The number of acid attacks came down from 249 in 2003 to 95 in 2007 (Chapter -- 'Women's Rights') but there was no significant downturn in domestic violence, dowry related violence and fatwa instigated violence although the Domestic Violence Bill was publicly recognised by the Chief Advisor's office. The Caretaker Government (CTG) also adopted the National Policy on Advancement of Women although they did not respond in a strong, proactive manner to the criticism of the Policy by Islamist groups.
Despite having an Adibashi leader in the caretaker government machinery (Devasish Roy) and 2007 being the 10th anniversary of the signing of the historic Peace Accord, Bangali settlement continued throughout the year in the Chittagong Hill Tracts (Chapter -- Rights of Adibashis) reducing the Pahari population to roughly 50-60 percent of the population. On August 27, 2007 the High Court issued a ruling to the government to showcause why the CHT peace treaty should not be considered 'unconstitutional' after a writ petition was filed by Advocate Md. Tajul Islam challenging the legality of the Peace Accord. Although the write did not dismantle the Peace Accord, the settlers were included in the planned December 2008 national elections. According to the Peace Accord only permanent residents of the CHT could be included in the voter list.

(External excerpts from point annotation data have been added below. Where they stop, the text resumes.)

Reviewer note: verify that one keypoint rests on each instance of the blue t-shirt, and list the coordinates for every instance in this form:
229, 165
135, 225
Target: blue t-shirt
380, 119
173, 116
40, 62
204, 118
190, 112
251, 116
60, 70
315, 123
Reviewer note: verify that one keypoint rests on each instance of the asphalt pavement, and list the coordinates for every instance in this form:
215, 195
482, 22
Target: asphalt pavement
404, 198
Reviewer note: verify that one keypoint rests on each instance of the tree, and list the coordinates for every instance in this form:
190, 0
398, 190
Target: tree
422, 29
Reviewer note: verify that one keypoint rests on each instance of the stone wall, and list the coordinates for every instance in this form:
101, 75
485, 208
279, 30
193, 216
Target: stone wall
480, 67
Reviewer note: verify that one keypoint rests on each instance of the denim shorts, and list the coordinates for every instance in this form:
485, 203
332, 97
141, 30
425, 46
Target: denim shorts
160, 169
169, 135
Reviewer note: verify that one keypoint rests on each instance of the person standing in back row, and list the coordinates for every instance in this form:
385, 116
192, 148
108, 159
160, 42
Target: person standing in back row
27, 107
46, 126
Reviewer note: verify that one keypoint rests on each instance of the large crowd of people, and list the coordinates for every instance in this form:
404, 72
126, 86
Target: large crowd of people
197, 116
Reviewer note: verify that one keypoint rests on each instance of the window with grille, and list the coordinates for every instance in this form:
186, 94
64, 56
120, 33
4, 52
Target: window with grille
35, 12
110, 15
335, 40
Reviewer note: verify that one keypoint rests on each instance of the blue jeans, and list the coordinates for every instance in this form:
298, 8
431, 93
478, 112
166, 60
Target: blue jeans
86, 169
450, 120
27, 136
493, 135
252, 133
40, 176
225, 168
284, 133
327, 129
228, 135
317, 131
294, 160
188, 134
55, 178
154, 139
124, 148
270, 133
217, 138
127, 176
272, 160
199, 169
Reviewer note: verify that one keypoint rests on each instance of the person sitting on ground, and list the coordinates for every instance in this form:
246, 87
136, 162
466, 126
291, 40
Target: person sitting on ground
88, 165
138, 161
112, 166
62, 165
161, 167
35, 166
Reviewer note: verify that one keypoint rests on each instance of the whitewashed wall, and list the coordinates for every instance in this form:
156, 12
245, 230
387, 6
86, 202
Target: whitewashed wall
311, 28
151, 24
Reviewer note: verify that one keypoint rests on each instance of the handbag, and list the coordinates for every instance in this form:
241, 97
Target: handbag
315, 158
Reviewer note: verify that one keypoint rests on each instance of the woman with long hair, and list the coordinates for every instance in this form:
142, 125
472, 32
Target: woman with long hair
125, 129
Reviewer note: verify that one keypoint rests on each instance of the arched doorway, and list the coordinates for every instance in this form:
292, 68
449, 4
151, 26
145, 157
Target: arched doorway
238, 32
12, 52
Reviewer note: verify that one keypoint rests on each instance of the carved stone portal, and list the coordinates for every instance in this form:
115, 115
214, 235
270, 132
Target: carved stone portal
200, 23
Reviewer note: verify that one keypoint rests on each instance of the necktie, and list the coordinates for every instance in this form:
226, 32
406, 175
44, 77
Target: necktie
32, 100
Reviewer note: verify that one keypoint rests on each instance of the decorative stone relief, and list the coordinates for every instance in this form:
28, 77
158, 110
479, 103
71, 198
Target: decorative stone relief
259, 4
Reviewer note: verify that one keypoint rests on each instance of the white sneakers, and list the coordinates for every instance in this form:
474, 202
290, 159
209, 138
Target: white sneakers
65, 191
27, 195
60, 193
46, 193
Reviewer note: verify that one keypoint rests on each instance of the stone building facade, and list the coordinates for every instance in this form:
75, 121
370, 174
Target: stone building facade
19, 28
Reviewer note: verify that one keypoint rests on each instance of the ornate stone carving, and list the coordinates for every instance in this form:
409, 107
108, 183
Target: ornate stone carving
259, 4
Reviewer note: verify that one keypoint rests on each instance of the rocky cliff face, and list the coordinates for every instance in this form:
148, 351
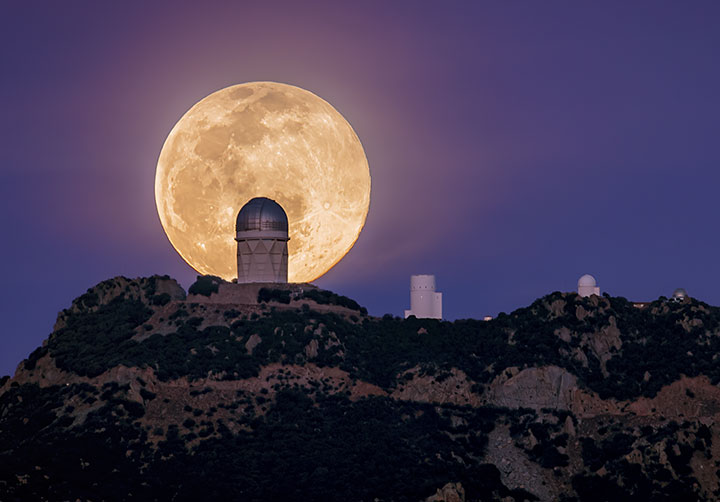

Other chapters in the book include -- 'Legislative and Institutional Developments, 'Judgements on Fundamental Rights', 'Impunity', 'Right to Liberty', 'Right to Fair Trial', 'Right to Freedom from Torture', 'Right to Shelter', 'Children's Rights', and 'Rights of Persons with Disabilities'.
One issue that was unfortunately missing from the report is the rights of the domestic workers. Although there have been reports of gross violence against domestic workers in all parts of the country, and ASK lawyers have represented the cases of many of them, it only gets a passing mention in the chapter on women. The fact that there is no legislation even recognising them as workers and that they work inside homes with little or no access to the outside world, makes them one of the most vulnerable groups of people.
The report was edited by Sara Hossain and Dina M Siddiqi. The writers are ATM Morshed Alam, Shahida Begum, Jhon Asit Das, Manzoor Hasan, Mosharraf Hossain, Tanim Hossain, Soma Islam, Nazrana Imaan, Naeem Mohaiemen, Jenefa Jabbar, Faustina Pereira, Md. Obaidur Rahman, and Md. Shahiduzzaman.